Great. Thank you so much. And our next question will come from James Rutherford with Stephens.

Speaker 15

Hey, thank you. Congrats on the quarter. Just as a follow-up to Tom's question earlier, it sounds like you're having nice success with the mid market realignment on Marketo and Magento and that's great to see. I was just curious what your ambitions are to bring some of the other core Adobe DX solutions like AEM, Campaign, Audience Manager and others down into the mid market as well and what it might require in terms of changes to product packaging to really make a big dent in that particular size of the market? Thank you.

Speaker 3

I'll touch on one maybe in a little bit of detail, which is the Adobe Experience Manager. We have over the last year really innovated. We have offering that's a completely cloud based offering that enables you to do it. You can do headless content management. It's so far ahead of the competition.

So I think that hopefully gives you a glimpse into the fact that we do believe it's an opportunity as we move to the cloud and make these all SaaS based services, I think making that self help. In the content management space in particular, as people are creating these micro sites and they want to get it up and running quickly, but they want to use the same publishing paradigm that they use for their larger sites, That's another reason. But the new AEM product that we have that's cloud based, The number of customers who've been able to get up and running really quickly, I think shows, the kind of innovation, take Adobe itself, for example, as we moved our cloud based AEM implementation, it really adds significant value. And as I said earlier, it's not just about the mid market that same technology actually translates well into enterprises seeing value from our products sooner rather than later. Justin, we'll take one more question please.

Speaker 1

And that question will come from Ken Wong with Guggenheim Securities. Great. Thanks for squeezing me

Speaker 16

in guys. This question is for you, John. I know you guys don't discuss RPO much, but the uptick in Q4 was really strong. Maybe if you can give us a little insight into what drove that? And then to the extent that you could shed a little color on maybe what seasonality for RPO might look like next year, That'd be great.

Speaker 4

Yes, sure.
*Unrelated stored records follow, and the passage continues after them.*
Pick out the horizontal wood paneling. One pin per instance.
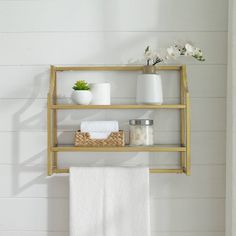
(88, 15)
(166, 214)
(29, 181)
(187, 214)
(153, 233)
(100, 47)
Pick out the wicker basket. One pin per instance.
(115, 139)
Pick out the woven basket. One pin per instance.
(115, 139)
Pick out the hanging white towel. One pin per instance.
(107, 201)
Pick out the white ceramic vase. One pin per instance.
(101, 93)
(82, 97)
(149, 88)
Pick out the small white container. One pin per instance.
(82, 97)
(141, 132)
(101, 93)
(149, 89)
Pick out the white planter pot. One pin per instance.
(82, 97)
(149, 89)
(101, 93)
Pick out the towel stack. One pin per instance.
(99, 129)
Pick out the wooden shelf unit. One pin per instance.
(184, 106)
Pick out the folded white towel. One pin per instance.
(99, 126)
(99, 135)
(110, 201)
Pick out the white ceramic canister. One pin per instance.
(149, 88)
(82, 97)
(101, 93)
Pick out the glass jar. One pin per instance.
(141, 132)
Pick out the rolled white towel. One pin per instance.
(99, 126)
(99, 135)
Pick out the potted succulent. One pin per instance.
(81, 94)
(149, 85)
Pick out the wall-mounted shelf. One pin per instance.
(184, 107)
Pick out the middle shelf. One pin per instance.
(118, 106)
(127, 148)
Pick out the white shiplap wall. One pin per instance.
(37, 33)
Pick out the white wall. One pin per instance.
(37, 33)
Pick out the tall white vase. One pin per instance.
(149, 89)
(101, 93)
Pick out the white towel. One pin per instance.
(99, 126)
(107, 201)
(99, 135)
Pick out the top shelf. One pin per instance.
(113, 68)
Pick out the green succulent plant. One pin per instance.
(81, 85)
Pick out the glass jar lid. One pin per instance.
(146, 122)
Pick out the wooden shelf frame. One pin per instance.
(184, 106)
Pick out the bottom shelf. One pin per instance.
(152, 171)
(127, 148)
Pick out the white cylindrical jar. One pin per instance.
(141, 132)
(149, 87)
(101, 93)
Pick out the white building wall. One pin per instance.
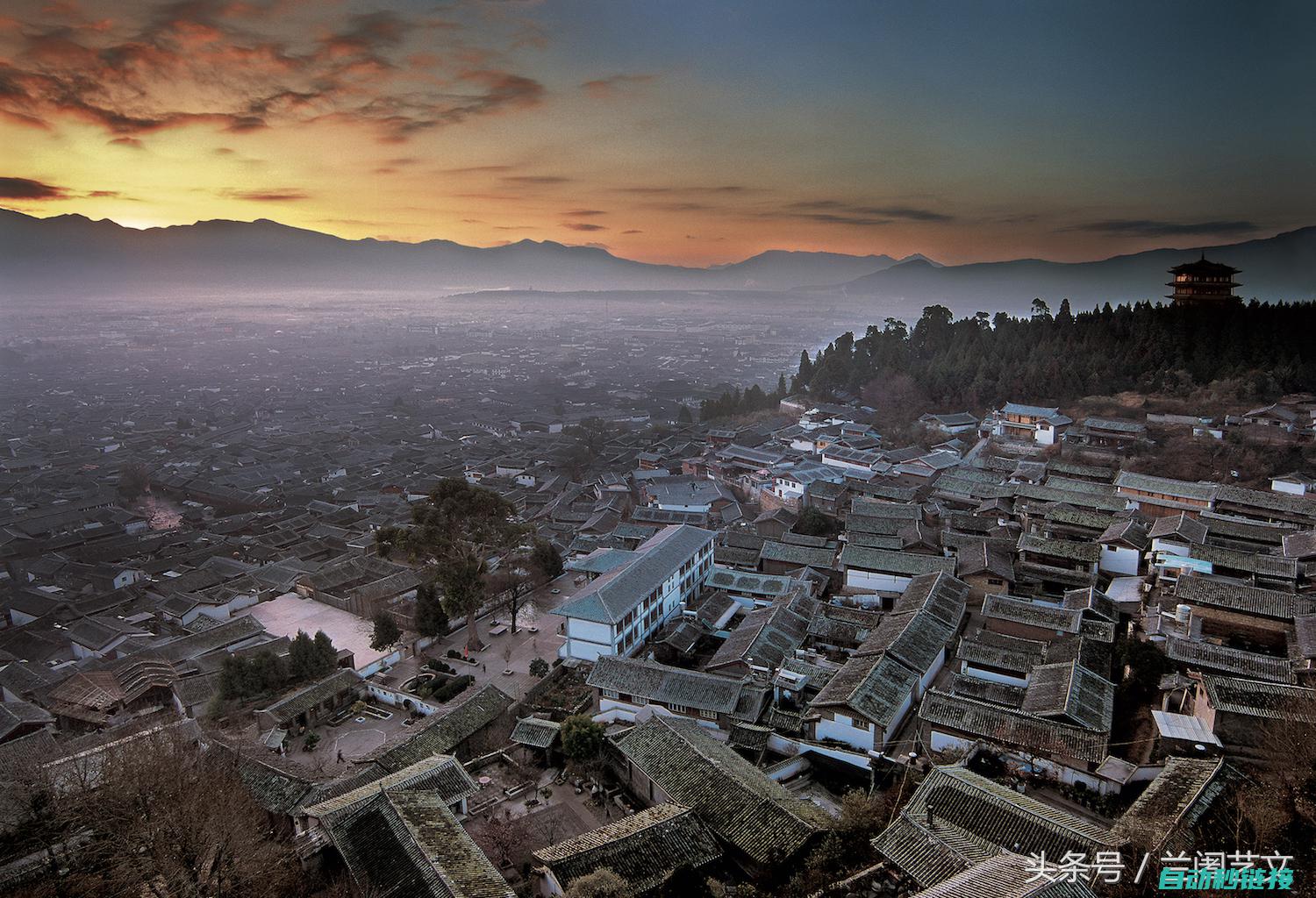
(882, 582)
(853, 731)
(1119, 559)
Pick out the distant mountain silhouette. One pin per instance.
(71, 255)
(75, 254)
(1281, 267)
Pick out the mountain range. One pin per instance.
(73, 255)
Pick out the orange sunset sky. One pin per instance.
(669, 132)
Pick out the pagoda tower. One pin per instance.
(1203, 284)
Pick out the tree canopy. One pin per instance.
(979, 360)
(454, 532)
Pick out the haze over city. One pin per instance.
(691, 134)
(579, 449)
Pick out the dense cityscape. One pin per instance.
(592, 449)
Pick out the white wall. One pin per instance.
(883, 582)
(991, 676)
(855, 732)
(1119, 559)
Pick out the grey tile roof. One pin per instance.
(897, 563)
(1071, 692)
(1260, 698)
(734, 798)
(1020, 610)
(441, 734)
(441, 773)
(665, 684)
(957, 818)
(1142, 482)
(874, 687)
(308, 697)
(1231, 595)
(407, 845)
(644, 848)
(1168, 813)
(1224, 659)
(1011, 729)
(611, 597)
(534, 731)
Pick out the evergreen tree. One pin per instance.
(384, 634)
(431, 616)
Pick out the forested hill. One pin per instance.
(1057, 358)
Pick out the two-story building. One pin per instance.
(621, 608)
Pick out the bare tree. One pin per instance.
(168, 819)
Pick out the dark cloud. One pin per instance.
(25, 189)
(604, 89)
(473, 170)
(676, 207)
(1147, 228)
(850, 213)
(137, 76)
(718, 189)
(278, 195)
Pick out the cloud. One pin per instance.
(471, 170)
(836, 212)
(605, 89)
(1147, 228)
(275, 195)
(718, 189)
(25, 189)
(207, 62)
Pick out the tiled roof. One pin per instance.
(1020, 610)
(897, 563)
(644, 848)
(308, 697)
(441, 734)
(1005, 876)
(957, 818)
(536, 732)
(1073, 692)
(1142, 482)
(1166, 816)
(873, 687)
(811, 556)
(1065, 548)
(441, 773)
(1224, 659)
(407, 845)
(728, 793)
(1011, 729)
(668, 685)
(1257, 698)
(1231, 595)
(611, 597)
(913, 638)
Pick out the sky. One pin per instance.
(691, 133)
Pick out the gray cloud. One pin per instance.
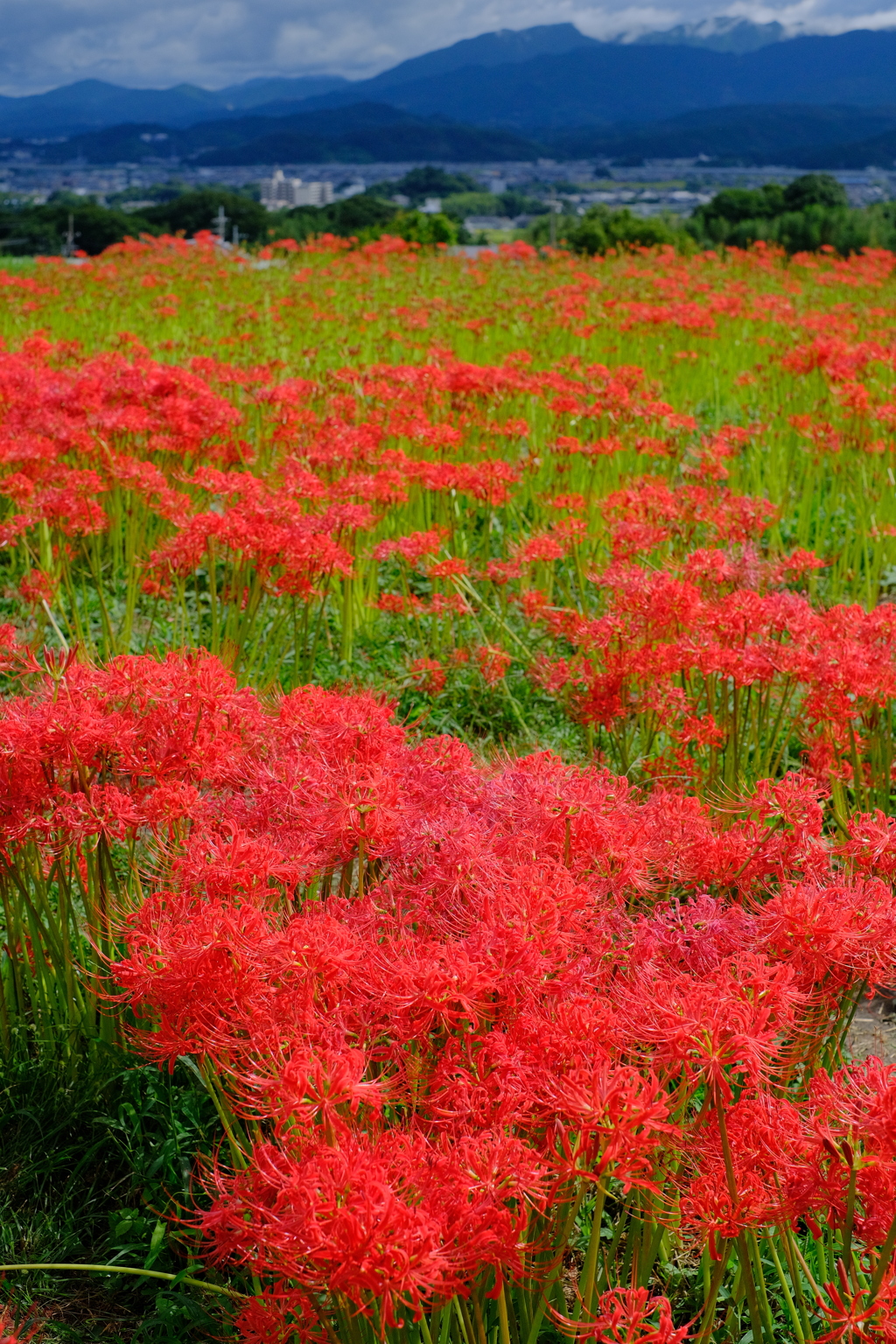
(158, 43)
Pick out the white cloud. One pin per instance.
(158, 43)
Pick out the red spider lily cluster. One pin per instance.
(448, 1008)
(499, 1047)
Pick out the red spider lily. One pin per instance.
(629, 1316)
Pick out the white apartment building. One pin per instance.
(281, 192)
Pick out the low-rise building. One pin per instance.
(280, 192)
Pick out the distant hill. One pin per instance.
(363, 133)
(758, 133)
(550, 75)
(92, 105)
(606, 82)
(738, 35)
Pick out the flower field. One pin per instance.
(448, 724)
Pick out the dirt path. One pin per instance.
(870, 1035)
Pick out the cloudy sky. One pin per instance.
(158, 43)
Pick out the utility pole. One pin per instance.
(69, 246)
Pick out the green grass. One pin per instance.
(90, 1172)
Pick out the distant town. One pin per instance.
(657, 187)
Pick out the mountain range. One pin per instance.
(727, 89)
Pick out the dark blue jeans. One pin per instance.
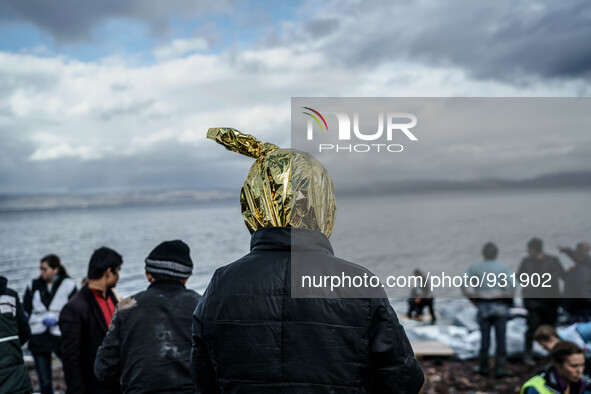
(492, 314)
(44, 371)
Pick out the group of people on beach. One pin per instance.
(541, 300)
(246, 334)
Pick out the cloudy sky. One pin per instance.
(112, 95)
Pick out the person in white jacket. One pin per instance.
(44, 299)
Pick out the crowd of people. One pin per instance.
(541, 302)
(247, 333)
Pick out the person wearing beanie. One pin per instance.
(84, 321)
(541, 302)
(253, 334)
(149, 341)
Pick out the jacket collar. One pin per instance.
(289, 238)
(94, 306)
(167, 284)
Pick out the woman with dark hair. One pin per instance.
(565, 374)
(44, 299)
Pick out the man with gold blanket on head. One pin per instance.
(254, 331)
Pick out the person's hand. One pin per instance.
(49, 322)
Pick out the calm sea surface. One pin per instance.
(391, 235)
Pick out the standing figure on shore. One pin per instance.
(421, 297)
(44, 299)
(541, 302)
(577, 283)
(252, 333)
(492, 301)
(14, 332)
(149, 341)
(84, 322)
(564, 375)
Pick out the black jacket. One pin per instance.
(149, 340)
(250, 336)
(83, 328)
(14, 332)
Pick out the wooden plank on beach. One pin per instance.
(431, 348)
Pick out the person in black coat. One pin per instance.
(84, 321)
(251, 332)
(149, 341)
(14, 332)
(577, 284)
(541, 302)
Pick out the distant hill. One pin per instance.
(11, 203)
(557, 180)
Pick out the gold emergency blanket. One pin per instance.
(284, 187)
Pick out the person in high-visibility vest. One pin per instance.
(565, 374)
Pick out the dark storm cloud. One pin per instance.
(73, 21)
(169, 165)
(502, 40)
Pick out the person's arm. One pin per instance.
(202, 371)
(107, 363)
(24, 331)
(393, 367)
(28, 301)
(71, 327)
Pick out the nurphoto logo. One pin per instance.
(393, 123)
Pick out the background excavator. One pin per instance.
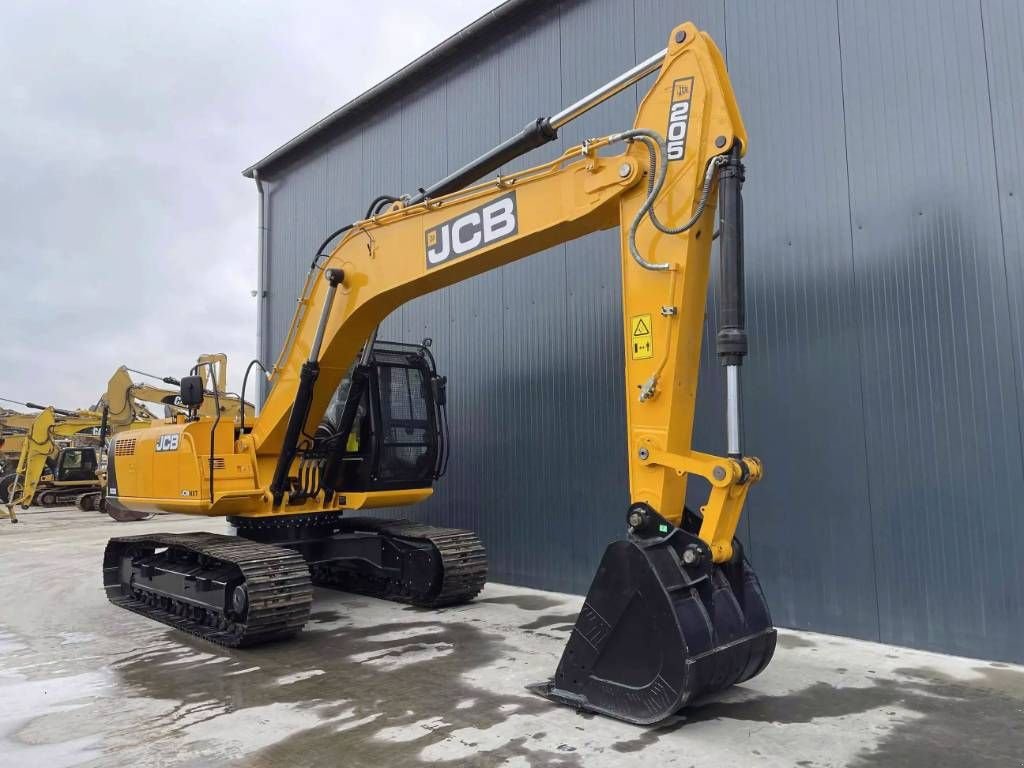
(124, 400)
(49, 473)
(675, 609)
(13, 426)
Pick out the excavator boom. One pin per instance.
(352, 422)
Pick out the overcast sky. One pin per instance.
(127, 232)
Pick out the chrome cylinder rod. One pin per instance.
(733, 416)
(607, 90)
(537, 133)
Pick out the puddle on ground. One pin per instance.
(785, 640)
(951, 721)
(367, 696)
(523, 602)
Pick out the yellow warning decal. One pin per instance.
(641, 338)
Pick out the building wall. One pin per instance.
(886, 291)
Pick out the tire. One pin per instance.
(5, 482)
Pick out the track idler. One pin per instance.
(663, 625)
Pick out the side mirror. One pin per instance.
(192, 391)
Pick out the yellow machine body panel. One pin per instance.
(166, 467)
(355, 422)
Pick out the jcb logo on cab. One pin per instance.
(472, 230)
(168, 441)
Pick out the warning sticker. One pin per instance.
(642, 340)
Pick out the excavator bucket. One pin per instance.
(655, 633)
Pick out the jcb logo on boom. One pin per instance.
(679, 118)
(168, 441)
(472, 230)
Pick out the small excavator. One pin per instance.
(49, 474)
(354, 423)
(123, 403)
(13, 426)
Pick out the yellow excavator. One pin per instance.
(123, 403)
(675, 610)
(48, 473)
(13, 426)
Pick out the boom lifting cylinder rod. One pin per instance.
(538, 133)
(303, 393)
(731, 339)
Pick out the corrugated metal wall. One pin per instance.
(886, 298)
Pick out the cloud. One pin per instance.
(127, 233)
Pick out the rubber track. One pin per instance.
(464, 562)
(276, 579)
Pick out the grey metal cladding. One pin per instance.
(810, 518)
(885, 261)
(941, 412)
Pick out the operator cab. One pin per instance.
(393, 434)
(76, 465)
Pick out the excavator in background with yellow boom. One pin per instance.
(123, 403)
(48, 474)
(675, 609)
(13, 426)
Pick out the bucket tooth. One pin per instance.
(655, 633)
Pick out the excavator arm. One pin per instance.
(40, 445)
(352, 422)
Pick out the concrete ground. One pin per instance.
(371, 683)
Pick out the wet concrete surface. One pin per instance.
(371, 683)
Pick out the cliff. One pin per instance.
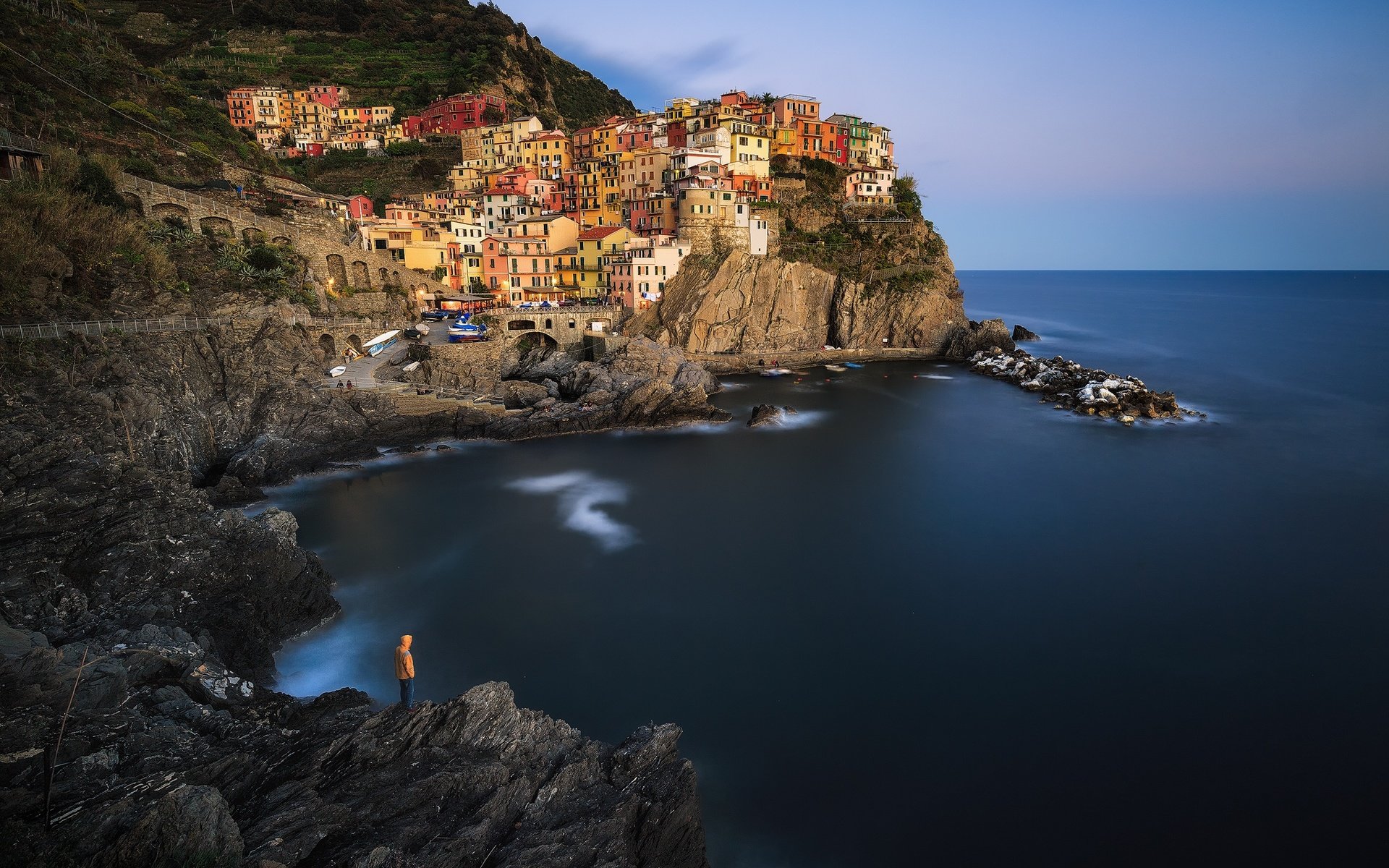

The performance of RPO and as we go forward, you'll start to get the year over year compare in FY 2020. It's following along with revenue growth. And essentially when we look at before deferred and unbilled that also was an indicator of the health of the business going forward. Now we would suggest you look at the RPO as an indicator of what to expect in terms of it growing along with revenue.

That has normal seasonality that we typically have seen across each of the quarters as well. So there's nothing unique about that.

Speaker 3

And given that was the last question, what's exciting to us was that our Analyst Day at MAX, we shared the strategy on the 3 large opportunities that we had ahead of us, unleashing creativity, accelerating document productivity and powering digital businesses and how it represented a TAM of approximately $128,000,000,000 in 2022. It's nice to be the leader in those categories and continue to drive product innovation as well as GTM alignment and execution, so that we can continue on this growth agenda that we have as a company. But at the same time, we're also continue to be focused on increasing cash flow, as well as delivering great value to our shareholders. Clearly pleased with our fiscal performance in Q4. FY 2020 should be another record year with strong profitability and cash flow.

And I'm really excited about the progress that we made across all three clouds on product, GTM, as well as organizational alignment. And we look forward to sharing that progress with you over the course of next year. Wanted to wish you all happy holidays. Thank you for joining us today.

Speaker 2

And this concludes our call. Thanks everyone.

Speaker 1

Thank you. That does conclude today's conference. We do thank you for your participation. Have a wonderful day.